Tuesday, July 04, 2006

Accounting for myself

I'm still alive, as is dear old Janet, I swear! So I suppose the only excuse for my complete abrogation of posting duty is that I've been decently busy for, oh, the last month and a half or thereabouts. Family visits, adventures with Mike, World Cup excitement (Germany plays Italy tonight in the semi-final, in fact) and almost a week of concerts and city life and just a bit of laying about on the beach with friends in Leipzig... oh, how the time has flown! I'm left with a checklist of stuff to be accomplished before I head home, a backlog of about a thousand photos to upload to the Shutterfly page, and the growing suspicion that the next 11 days are going to whip past me faster than the World's Roundest Soccer Ball (tm) zooms along it's 11 meter path and slides past a goalie's desperate hands.
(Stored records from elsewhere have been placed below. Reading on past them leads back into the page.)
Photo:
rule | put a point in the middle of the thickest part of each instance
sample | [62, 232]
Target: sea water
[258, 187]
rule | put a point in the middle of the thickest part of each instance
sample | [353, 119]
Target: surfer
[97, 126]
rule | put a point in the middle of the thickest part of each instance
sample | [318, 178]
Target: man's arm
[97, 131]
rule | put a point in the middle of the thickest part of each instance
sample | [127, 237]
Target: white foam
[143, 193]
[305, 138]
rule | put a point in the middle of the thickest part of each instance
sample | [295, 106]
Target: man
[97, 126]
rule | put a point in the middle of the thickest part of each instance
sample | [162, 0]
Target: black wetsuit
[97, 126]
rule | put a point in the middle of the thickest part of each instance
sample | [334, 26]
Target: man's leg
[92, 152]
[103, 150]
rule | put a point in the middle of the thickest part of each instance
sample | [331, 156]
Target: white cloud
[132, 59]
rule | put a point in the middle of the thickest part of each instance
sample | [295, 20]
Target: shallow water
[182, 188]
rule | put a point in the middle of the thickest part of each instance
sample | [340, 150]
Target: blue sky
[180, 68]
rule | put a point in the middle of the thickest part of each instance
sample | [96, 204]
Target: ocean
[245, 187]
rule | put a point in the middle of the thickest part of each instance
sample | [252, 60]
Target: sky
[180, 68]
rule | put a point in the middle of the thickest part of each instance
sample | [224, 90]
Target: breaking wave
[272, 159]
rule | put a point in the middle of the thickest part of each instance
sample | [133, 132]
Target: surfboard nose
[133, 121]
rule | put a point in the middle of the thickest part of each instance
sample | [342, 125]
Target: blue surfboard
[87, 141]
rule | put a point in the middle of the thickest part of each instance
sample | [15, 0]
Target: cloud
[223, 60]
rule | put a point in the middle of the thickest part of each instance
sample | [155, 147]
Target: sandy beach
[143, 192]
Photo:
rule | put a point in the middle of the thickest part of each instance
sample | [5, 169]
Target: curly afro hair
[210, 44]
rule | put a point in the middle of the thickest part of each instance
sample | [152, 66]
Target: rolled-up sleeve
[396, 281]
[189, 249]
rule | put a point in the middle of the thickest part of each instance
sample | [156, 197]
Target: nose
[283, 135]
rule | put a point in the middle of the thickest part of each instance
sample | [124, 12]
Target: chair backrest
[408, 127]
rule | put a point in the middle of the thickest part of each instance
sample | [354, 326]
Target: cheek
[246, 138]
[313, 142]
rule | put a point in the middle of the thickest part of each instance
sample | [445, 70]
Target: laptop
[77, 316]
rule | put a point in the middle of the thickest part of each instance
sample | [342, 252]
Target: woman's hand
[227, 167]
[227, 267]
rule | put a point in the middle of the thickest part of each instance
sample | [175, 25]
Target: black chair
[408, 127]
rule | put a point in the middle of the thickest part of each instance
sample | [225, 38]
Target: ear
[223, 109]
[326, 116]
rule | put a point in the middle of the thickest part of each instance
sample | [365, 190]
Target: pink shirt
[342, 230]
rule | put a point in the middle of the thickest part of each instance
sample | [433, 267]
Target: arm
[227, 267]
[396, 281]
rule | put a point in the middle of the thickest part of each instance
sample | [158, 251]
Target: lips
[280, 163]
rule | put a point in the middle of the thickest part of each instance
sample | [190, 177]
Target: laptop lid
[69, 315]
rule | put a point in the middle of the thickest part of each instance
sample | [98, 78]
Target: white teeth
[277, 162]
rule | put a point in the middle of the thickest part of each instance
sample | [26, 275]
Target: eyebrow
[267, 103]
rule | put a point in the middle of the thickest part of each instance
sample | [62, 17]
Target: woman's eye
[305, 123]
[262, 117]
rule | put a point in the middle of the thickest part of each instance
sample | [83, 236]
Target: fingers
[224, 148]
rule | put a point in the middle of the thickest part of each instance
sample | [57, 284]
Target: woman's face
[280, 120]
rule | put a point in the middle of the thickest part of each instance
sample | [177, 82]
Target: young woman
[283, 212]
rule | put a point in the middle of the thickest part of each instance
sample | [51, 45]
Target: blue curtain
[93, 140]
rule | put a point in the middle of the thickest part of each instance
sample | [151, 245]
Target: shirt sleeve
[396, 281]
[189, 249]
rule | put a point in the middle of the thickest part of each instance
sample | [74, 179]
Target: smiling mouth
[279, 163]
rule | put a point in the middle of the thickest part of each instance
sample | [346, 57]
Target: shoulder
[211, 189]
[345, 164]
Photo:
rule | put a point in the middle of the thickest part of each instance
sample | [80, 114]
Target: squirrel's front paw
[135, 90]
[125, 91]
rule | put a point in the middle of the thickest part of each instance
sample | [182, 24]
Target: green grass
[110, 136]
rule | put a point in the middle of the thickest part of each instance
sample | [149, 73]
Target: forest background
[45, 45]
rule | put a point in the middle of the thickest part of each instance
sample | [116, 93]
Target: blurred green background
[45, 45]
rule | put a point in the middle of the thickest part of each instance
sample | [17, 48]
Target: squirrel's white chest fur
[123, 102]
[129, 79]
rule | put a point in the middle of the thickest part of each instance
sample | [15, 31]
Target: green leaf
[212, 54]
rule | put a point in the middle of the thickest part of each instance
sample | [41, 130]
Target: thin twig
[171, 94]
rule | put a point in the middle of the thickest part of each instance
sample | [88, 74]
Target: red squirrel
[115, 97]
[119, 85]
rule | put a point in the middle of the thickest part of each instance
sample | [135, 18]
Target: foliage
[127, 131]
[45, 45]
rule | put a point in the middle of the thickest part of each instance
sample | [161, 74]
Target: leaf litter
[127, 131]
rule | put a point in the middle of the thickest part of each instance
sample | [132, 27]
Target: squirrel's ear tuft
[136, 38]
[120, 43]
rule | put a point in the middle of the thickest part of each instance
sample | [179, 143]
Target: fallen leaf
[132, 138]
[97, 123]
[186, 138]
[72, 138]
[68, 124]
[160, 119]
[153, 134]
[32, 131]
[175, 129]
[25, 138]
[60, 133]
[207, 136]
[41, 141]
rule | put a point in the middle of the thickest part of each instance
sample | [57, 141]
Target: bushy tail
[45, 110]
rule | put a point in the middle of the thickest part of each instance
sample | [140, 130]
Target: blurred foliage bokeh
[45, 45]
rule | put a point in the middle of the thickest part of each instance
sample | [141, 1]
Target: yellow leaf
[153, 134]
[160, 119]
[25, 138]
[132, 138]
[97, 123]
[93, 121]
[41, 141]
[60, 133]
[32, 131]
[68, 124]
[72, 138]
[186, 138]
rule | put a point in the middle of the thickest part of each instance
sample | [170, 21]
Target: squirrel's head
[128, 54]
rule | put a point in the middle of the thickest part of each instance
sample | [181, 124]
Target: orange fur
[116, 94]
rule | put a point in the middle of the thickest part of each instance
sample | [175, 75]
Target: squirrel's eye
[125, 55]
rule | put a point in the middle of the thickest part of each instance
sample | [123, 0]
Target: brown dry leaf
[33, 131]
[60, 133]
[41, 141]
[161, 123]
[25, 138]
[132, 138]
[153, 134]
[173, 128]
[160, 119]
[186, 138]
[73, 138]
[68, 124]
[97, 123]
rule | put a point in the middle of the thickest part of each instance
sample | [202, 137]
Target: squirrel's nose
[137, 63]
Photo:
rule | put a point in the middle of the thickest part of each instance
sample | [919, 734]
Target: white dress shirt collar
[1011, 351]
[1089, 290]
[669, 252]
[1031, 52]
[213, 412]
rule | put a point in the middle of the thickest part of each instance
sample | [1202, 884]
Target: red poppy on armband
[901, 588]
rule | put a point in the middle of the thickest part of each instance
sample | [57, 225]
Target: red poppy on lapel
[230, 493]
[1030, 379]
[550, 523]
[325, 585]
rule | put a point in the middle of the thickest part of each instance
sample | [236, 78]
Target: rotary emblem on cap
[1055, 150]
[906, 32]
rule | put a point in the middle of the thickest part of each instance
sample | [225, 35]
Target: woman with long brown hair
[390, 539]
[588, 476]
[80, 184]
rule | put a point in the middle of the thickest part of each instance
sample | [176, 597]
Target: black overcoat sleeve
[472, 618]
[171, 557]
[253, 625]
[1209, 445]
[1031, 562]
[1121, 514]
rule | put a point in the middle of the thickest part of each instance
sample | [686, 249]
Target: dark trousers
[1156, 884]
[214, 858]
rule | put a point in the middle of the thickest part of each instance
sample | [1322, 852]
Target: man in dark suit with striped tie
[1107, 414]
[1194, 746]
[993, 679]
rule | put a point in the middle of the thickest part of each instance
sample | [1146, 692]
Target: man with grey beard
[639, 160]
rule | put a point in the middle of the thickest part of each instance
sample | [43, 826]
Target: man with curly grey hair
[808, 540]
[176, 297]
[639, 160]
Oh dear, does that make me the Ollie Kahn in this scenario? Part of me is unconsciously slipping into that role already... It's my last visit to the Krebs family, my last Uni-Chor cantata and concert, my last train trip to visit friends, my last chance to take pictures of the Gänseliesel early in the morning before she's surrounded by tourists and punks with dogs. Will this be my last time doing laundry in these crappy washers? It's reminiscent of the pre-nostalgia I felt in my last few days in Gambier. Not as deep, perhaps, but just as singular, just as ravenous for meaning and memory.

I do mean to get my thoughts in order and provide a full report of the sights and sounds, tastes and feelings between Kara's birthday (May 23, family's arrival in Germany) and Mom's (tomorrow, happy birthday!) if only to have a record for myself... but this is not that moment. I have to go grocery shopping and perform other menial tasks of daily life, though with a certain amount of (undue?) perspicacity in anticipation of yet another Life Transition.

Oh, and happy Independence Day. There.